Sometimes, of course, destroying a work of art would be such a major task that it seems unlikely to have happened. The most baffling disappearance here recorded is of Michelangelo's bronze David — a quite different sculpture from the famous marble one, close in design to the David of Donatello. It disappeared comparatively recently, in France at the end of the 18th century, It belonged to the Villeroy family, and their collection was confiscated in the course of the Terror. Some of the collection was destroyed in 1793, but it is known fairly exactly what the destruction extended to, and the difficulty of destroying a lifesized bronze is not referred to anywhere. Two revolutionary officials, indeed, remark that, like the other bronzes at Villeroy, it is in good condition and would serve equally well to adorn 'the Museum' or 'the National Garden'. What happened to it? Was it stolen, melted down, or perhaps buried for later reclamation? (I wouldn't mind wandering over the gardens of the estate at Villeroy with a metal detector, I must say). The story of what might have proved one of Michetangelo's greatest works peters out mysteriously.

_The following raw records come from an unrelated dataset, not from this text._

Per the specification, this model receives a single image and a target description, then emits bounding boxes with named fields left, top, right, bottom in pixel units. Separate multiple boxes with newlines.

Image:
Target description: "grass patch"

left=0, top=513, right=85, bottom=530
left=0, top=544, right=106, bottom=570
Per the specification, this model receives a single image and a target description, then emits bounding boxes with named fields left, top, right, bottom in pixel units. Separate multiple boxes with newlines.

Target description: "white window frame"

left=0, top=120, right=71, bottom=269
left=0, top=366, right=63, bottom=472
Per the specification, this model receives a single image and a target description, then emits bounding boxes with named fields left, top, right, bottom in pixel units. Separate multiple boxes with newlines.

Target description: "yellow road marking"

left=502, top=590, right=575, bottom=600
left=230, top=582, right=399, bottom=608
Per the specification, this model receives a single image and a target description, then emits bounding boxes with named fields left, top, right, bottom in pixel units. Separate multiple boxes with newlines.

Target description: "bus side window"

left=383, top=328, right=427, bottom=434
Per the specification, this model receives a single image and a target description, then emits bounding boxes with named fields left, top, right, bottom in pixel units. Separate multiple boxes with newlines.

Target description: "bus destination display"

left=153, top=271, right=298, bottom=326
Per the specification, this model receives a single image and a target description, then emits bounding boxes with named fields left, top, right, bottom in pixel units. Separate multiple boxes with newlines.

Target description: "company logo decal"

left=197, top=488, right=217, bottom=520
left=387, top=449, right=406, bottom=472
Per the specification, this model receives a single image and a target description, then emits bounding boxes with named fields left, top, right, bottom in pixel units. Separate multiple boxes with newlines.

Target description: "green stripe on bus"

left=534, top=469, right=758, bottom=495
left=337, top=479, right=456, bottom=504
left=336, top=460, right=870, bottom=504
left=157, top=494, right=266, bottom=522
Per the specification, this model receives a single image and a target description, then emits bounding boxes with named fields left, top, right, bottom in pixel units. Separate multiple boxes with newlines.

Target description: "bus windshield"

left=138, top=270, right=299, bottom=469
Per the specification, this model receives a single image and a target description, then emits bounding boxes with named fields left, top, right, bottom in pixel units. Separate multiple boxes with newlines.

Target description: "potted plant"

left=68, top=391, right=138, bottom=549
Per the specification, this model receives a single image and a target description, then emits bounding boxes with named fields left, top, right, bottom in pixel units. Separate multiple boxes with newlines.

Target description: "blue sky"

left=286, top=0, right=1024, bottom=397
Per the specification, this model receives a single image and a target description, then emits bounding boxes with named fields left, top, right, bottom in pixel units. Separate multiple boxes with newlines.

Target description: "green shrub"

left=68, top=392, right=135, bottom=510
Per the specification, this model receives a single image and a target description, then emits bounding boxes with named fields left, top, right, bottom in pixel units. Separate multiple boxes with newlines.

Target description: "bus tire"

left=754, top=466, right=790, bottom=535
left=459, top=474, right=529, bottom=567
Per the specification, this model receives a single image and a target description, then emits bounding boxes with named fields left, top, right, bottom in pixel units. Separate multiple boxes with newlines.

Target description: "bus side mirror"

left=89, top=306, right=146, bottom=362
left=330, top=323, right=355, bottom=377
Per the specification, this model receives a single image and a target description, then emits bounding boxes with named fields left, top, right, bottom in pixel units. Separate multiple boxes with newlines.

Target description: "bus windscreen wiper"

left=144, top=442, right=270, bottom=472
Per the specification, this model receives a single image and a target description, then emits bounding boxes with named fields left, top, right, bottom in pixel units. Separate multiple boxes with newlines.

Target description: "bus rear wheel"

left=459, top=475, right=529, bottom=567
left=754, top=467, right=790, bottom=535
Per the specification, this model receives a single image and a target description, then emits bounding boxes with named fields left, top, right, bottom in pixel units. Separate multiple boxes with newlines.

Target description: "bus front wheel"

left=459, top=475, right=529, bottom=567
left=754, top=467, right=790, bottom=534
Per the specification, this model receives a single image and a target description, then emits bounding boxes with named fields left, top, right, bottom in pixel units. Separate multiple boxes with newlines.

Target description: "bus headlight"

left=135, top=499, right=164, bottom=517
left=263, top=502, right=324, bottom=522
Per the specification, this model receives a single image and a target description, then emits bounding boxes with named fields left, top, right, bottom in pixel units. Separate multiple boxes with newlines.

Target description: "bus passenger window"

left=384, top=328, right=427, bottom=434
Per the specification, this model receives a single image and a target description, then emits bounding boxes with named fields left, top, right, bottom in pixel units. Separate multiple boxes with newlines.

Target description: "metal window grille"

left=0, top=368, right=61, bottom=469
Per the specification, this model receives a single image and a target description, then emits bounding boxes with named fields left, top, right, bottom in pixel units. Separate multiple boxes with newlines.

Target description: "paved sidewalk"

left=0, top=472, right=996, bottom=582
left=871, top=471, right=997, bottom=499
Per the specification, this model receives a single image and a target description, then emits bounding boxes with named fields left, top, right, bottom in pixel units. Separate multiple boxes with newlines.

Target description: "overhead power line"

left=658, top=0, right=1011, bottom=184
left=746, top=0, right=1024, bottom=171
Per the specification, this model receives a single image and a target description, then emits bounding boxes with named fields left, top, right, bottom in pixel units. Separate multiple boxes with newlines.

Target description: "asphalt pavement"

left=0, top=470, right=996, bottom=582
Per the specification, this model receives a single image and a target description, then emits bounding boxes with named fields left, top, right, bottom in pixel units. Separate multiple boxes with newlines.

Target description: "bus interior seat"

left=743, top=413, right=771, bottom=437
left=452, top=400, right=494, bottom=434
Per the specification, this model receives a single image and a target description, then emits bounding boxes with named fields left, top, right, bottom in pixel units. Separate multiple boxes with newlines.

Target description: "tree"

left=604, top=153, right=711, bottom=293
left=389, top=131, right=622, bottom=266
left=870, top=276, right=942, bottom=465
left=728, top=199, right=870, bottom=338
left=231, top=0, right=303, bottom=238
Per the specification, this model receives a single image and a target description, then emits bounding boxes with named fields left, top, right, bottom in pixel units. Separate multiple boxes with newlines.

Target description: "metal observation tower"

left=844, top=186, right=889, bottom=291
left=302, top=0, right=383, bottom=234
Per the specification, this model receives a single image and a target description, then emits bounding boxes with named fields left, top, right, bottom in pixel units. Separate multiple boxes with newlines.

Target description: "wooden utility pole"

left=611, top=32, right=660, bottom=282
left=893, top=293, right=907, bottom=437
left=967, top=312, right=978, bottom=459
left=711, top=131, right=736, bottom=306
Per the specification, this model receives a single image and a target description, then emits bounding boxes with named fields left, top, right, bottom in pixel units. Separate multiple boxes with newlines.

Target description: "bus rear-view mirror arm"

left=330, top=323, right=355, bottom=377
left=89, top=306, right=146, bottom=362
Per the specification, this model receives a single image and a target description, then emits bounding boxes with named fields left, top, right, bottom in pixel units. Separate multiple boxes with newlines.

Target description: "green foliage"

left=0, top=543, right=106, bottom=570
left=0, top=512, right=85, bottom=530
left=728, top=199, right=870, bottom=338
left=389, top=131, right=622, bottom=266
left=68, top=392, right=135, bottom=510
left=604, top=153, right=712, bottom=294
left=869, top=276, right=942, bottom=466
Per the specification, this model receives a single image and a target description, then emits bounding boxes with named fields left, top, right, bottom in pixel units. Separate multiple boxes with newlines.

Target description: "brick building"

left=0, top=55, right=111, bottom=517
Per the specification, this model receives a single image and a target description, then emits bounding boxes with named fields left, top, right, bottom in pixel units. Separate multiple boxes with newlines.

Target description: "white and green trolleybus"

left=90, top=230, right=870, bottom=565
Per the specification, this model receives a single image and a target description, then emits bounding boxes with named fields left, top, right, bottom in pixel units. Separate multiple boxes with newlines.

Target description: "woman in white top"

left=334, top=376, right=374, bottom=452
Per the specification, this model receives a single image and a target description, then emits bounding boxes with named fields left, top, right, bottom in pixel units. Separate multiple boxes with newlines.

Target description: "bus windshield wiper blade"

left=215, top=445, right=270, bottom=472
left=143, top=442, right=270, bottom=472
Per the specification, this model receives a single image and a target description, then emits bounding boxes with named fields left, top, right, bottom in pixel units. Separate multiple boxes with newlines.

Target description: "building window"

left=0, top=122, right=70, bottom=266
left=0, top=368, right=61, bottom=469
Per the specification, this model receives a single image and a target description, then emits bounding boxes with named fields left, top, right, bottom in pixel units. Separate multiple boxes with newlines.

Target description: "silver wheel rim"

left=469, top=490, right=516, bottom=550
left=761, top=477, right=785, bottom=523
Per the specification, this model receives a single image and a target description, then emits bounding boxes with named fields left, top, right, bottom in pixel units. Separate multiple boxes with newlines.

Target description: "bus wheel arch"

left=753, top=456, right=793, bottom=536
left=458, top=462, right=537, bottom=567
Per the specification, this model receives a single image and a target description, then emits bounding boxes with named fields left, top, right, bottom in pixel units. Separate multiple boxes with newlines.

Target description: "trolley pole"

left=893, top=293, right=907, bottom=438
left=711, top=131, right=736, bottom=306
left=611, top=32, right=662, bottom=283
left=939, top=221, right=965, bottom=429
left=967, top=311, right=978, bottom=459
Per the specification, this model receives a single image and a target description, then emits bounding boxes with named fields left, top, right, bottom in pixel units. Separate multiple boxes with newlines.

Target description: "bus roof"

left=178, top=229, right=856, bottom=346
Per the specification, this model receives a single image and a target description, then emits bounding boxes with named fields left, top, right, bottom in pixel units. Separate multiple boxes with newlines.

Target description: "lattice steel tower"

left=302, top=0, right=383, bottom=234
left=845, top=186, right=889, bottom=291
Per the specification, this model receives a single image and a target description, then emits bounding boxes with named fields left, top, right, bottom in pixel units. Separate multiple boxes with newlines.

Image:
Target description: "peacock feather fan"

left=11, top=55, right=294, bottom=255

The profound point underlying this distinguished and haunting book is that art never belongs to anyone: it has a life of its own which imposes duties on its temporary keepers. It is not ours to lose or destroy,
and to do so is an act of peculiar wickedness. Not everybody appears to understand this. The Duke and Duchess of Northumberland, two of the most proposterous vulgarians known to mankind, seemed to be under the impression that their Raphael was theirs to dispose of as they saw fit, as if the nation would benefit just as much from the sum of money they had been offered by Americans as from the presence of the painting itself. There are worse cases; the Van Gogh 'Irises' was bought by a Japanese businessman who announced that he wanted it to be burnt with him when he died; since he died, nothing more has been heard of it. These acts of wilful destruction and neglect are appalling, since it was always somebody's duty to look after and preserve the great masterpiece which passed through their hands. In each of these cases, there is an untold and unknowable story of someone who did not notice what their duty was, and who lost, destroyed or forgot about something the worth of which cannot ever be completely described in financial terms.